Personal information
- Full name: Nigel Dalcour Sinker
- Born: 19 April 1946 (age 80) Writtle, Essex, England
- Batting: Left-handed
- Bowling: Slow left-arm orthodox

Domestic team information
- 1966–1967: Cambridge University

Career statistics
| Competition | First-class |
| Matches | 13 |
| Runs scored | 188 |
| Batting average | 9.89 |
| 100s/50s | –/– |
| Top score | 31* |
| Balls bowled | 1,793 |
| Wickets | 22 |
| Bowling average | 32.31 |
| 5 wickets in innings | – |
| 10 wickets in match | – |
| Best bowling | 4/10 |
| Catches/stumpings | 2/– |
- Source: Cricinfo, 1 January 2022

= Nigel Sinker =

English cricketer

Nigel Dalcour Sinker (born 19 April 1946) is an English former first-class cricketer.

The son of Philip Tennant Sinker and Mary Louisa Pearson, he was born in April 1946 at Writtle, Essex.

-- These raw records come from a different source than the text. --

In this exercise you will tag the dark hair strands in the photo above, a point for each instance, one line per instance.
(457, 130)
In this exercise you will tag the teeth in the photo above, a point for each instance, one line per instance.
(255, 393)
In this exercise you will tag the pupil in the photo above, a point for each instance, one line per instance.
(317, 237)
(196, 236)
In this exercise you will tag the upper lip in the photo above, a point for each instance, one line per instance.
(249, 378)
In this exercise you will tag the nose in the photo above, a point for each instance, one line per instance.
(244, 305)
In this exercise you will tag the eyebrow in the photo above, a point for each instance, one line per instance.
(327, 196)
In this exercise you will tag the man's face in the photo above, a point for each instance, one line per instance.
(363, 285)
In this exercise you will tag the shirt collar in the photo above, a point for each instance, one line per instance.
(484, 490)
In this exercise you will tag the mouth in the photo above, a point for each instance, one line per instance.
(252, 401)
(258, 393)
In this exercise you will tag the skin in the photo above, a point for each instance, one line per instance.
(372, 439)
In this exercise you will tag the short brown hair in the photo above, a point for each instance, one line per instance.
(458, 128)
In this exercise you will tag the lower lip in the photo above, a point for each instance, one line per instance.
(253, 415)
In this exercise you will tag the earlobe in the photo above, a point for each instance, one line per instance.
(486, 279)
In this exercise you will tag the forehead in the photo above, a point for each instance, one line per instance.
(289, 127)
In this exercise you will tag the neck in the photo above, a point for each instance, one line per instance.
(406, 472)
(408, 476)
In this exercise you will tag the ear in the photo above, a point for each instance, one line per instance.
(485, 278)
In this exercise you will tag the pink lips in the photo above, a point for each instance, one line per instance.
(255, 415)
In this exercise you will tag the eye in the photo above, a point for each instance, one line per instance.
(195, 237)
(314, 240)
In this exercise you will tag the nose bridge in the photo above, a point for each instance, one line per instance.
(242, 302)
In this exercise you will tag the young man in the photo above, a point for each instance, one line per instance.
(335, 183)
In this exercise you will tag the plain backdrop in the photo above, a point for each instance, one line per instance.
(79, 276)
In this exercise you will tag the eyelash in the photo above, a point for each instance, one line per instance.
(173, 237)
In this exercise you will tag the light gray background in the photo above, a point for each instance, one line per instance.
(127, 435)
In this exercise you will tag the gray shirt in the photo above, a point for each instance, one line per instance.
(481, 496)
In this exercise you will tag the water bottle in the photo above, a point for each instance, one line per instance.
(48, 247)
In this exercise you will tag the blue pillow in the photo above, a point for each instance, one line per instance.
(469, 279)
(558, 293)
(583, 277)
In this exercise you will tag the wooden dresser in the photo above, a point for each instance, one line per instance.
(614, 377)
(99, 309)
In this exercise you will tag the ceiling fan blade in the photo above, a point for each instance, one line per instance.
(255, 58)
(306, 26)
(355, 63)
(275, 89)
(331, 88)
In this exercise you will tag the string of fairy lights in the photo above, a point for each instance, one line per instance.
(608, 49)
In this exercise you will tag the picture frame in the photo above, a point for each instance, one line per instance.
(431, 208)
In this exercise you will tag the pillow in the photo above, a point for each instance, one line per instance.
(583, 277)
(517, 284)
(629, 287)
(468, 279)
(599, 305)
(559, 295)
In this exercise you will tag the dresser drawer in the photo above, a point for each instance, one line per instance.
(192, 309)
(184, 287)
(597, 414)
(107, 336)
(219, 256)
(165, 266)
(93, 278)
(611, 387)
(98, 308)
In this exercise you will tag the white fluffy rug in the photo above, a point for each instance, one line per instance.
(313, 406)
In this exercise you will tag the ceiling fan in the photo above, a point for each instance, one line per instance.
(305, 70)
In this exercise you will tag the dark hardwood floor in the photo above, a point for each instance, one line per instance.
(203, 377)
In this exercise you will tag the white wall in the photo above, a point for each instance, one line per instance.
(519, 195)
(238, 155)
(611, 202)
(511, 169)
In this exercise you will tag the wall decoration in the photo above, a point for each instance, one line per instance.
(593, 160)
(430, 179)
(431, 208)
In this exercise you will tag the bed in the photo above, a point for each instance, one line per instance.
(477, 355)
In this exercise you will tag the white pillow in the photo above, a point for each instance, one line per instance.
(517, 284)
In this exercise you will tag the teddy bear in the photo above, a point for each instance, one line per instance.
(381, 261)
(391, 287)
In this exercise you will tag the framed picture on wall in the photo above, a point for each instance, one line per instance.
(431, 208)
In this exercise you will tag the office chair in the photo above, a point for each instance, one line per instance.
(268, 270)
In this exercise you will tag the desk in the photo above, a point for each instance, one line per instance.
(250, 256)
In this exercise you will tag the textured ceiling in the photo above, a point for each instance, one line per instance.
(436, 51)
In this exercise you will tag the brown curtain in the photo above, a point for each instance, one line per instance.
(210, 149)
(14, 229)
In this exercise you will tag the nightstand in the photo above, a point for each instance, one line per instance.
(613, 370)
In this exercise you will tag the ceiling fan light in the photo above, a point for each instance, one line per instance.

He was educated at Winchester College, before going up to Jesus College, Cambridge. While studying at Cambridge, he played first-class cricket for Cambridge University Cricket Club in 1966 and 1967, making thirteen appearances. He scored 188 runs in his these matches, at an average of 9.89 and a highest score of 31 not out. With his slow left-arm orthodox bowling, he took 22 wickets at a bowling average of 32.31 and best figures of 4 for 10.